Groups of six people at a time were outfitted with protective clothing before viewing the first line, cookers, and packaging area of the 100, 000-square-foot facility. It was the first time since adding a second shift that employees who work mornings and afternoons were all there to help guide the tour.
“We’ve been doing interviewing, we’ve been to job fairs,” said David Stoklosa, managing director of the plant.
In another room, contractors, other staff and special guests indulged in a spread of fruit and beet-inspired hors d’oeuvres to officially celebrate the company’s launch.
Love Beets processes fresh, marinated and organic beets products at the LiDestri Foods manufacturing complex. The company has hired 111 employees in the last year, more than half of whom were actively recruited once production began in January. The workforce is visibly diverse, including several nationalities, different age groups and about as many women as men. The first 30 or so staffers, Stoklosa said, were recommended among his personal network. He said he expects the number of employees to increase to 140 in the next three years.
“We are expecting to add another shift and with that comes more equipment, more volume,” he said.
Production jobs in Rochester can pay anywhere between $10 and $18 per hour.
Love Beets has spent nearly $20 million on this facility, and about 60% of that money, Stoklosa said, covered replacing the bricks and mortar.
“We can expand almost quadruple where we are now from a footprint reduction on the equipment side without expanding the facility.

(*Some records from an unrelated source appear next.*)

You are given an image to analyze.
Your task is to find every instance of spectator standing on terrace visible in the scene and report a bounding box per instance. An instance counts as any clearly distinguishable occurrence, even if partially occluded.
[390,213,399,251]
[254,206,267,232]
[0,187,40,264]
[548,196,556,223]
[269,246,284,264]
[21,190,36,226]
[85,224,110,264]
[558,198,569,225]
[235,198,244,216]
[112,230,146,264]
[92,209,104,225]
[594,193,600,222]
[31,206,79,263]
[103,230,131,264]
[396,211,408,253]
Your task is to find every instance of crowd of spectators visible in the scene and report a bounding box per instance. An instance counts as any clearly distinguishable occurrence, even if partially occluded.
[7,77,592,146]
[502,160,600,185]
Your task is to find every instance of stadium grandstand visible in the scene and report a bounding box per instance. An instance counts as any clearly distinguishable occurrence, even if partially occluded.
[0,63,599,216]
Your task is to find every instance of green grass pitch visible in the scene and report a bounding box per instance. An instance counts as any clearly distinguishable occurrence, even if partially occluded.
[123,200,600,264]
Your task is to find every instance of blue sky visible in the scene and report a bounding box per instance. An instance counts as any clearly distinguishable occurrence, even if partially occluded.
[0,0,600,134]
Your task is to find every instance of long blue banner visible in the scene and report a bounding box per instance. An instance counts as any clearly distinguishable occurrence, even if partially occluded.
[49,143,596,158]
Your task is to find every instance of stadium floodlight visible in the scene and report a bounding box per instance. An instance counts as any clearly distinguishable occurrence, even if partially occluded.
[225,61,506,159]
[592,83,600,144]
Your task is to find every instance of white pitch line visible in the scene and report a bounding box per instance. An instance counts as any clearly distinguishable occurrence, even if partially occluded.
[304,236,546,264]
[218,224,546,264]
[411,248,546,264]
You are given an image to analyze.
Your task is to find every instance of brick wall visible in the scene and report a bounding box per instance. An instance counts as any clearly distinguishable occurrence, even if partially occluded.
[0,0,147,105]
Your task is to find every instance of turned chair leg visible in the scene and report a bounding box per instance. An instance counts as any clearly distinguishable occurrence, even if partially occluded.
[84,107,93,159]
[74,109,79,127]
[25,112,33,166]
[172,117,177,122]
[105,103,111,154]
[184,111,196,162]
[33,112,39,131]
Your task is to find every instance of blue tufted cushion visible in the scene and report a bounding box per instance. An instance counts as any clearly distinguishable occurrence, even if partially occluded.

So, our capacity we’re just scratching the surface of,” said Stoklosa.
LiDestri Foods, which already has a big food processing operation here, partnered with a UK-based produce company called G's Fresh Ltd. to form Love Beets. Stoklosa said two-thirds of the beets processed this year will come from New York.
“And it’s all new crop,” he added.
Because of the vegetable’s harvest season, Stoklosa said it’s impossible for all the beets to be grown locally. In the summer months, Love Beets works with farmers in southern states, and Mexico, to grow its supply. But whether you’re working on the farm, at the plant or in the retail end of the business, Stoklosa said the joint venture was built to last.
“I’ve got 111 families that are counting on this company and I’m not going to let them down.”
Empire State Development is providing a $1 million grant, up to $1.5 million in tax credits and a low interest loan to the business.